Whether you are writing for a small video clip or a feature film, naturally you are starting with a blank canvas, or a blank concrete slap (if you will) on which you will build your house. Just like the houses you see around you every day have different sizes and shapes for their foundations, the film to which you will compose to will have various scenes, some long and some short, with different characters, moods and locations. With this in mind, a smarter, faster and more productive method would be to decide what your bricks (your melodies/motifs) will look like and then start building your house from there.

By developing short and small motifs, you can create an arsenal of sketched ideas that are ready to be pulled out and expanded to fit the scene or passage in the film. Often characters or moods will change so fast that you could find yourself out of sync with the film if you develop on an idea too long, but by having small sketches that you can drop in and then stitch together into a piece for the full scene (not unlike laying bricks to build the side wall of your house) it allows you to be far more flexible around fast-paced scenes, have your musical “character motifs” or other key motifs play when certain characters and events appear on screen, and develop a full score that supports the storyline more cohesively.

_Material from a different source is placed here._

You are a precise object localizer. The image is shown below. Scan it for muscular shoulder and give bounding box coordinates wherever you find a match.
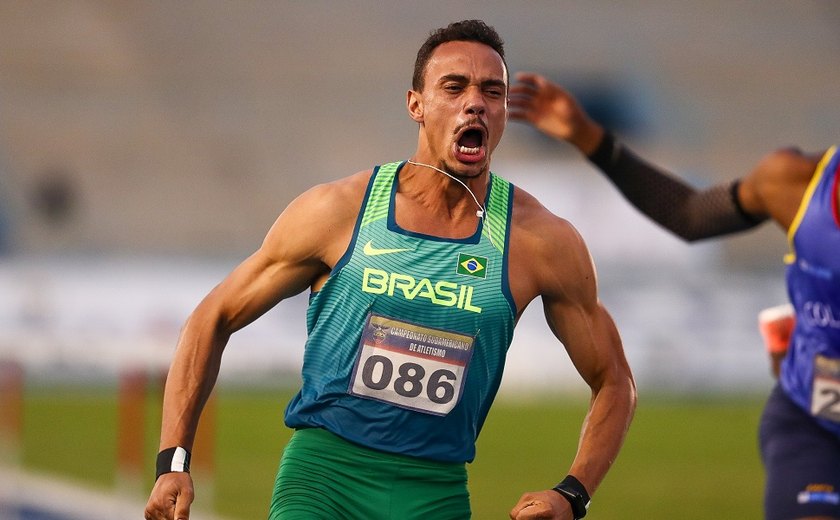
[739,147,823,229]
[261,170,372,267]
[510,189,595,308]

A perfect case study of this idea of recalling small blocks of musical motifs and building entire scores around them would be John Williams’s score for Star Wars: The Force Awakens. It would be near impossible to discuss film scores without at least once mentioning the film score legend and veteran, John Williams, as his scores have brought to life many of Hollywood’s biggest blockbusters. This is in part due to John Williams’s mastery of character motifs, being able to seamlessly gel small melodies that are tied to characters and events together into a single piece that reflects the storyline so well.

Star Wars: The Force Awakens is a unique stand out to me personally, as he skilfully pulls original Star Wars motifs written decades ago and new motifs for the latest characters together and manages never to lose any cohesion in his score. A perfect example would be the scene where Rey and Kylo duel together towards the end of the movie, where Kylo’s theme, Rey’s theme and the Force’s theme can all be heard at various moments, interwoven with each other depend on what is visually in focus and what the story is displaying.

 

“No need to flex, bro…”

We all know composers who relish in the idea of flexing those creative muscles and showing off how amazing they are at creating complex and intricate works that challenge performers and listeners alike. This isn’t an inherently bad trait to have; after all, music is music and intricate ideas are just as powerful as simple ones. However, this peacocking can have a negative side effect. Your piece suddenly becomes the centre of the film clip, drawing the attention away from the story and the characters and on to the music.

When you think back to the films you love, you can probably hum their theme tunes or title music instantly, but can you do that to the entire score? Sometimes, you barely notice what the music is doing, only what feeling it is giving you. That is actually the perfect quality in film music, where the audience becomes so immersed in the storyline that they don’t notice the music directly. It shows that the music has gelled perfectly with the film’s storyline, going hand in hand with the actors’ performances to create an emotive journey that tells a cohesive story.

So, if you are sitting there wondering if your music should have been more complex, showy and bold, you are asking yourself the wrong question. Instead, ask if that is what the story calls for. The story is the true guide and will ultimately make the decision for you.

 

Wrapping Up

Ultimately, there can be no right or wrong in music making. It all comes down to the film, the creative vision and team behind it… and you. Some scores will always stand out more than others for their timelessness or finesse, but if you live by the simple rule that the story comes first, it is hard to falter too much in realising your film scoring dreams.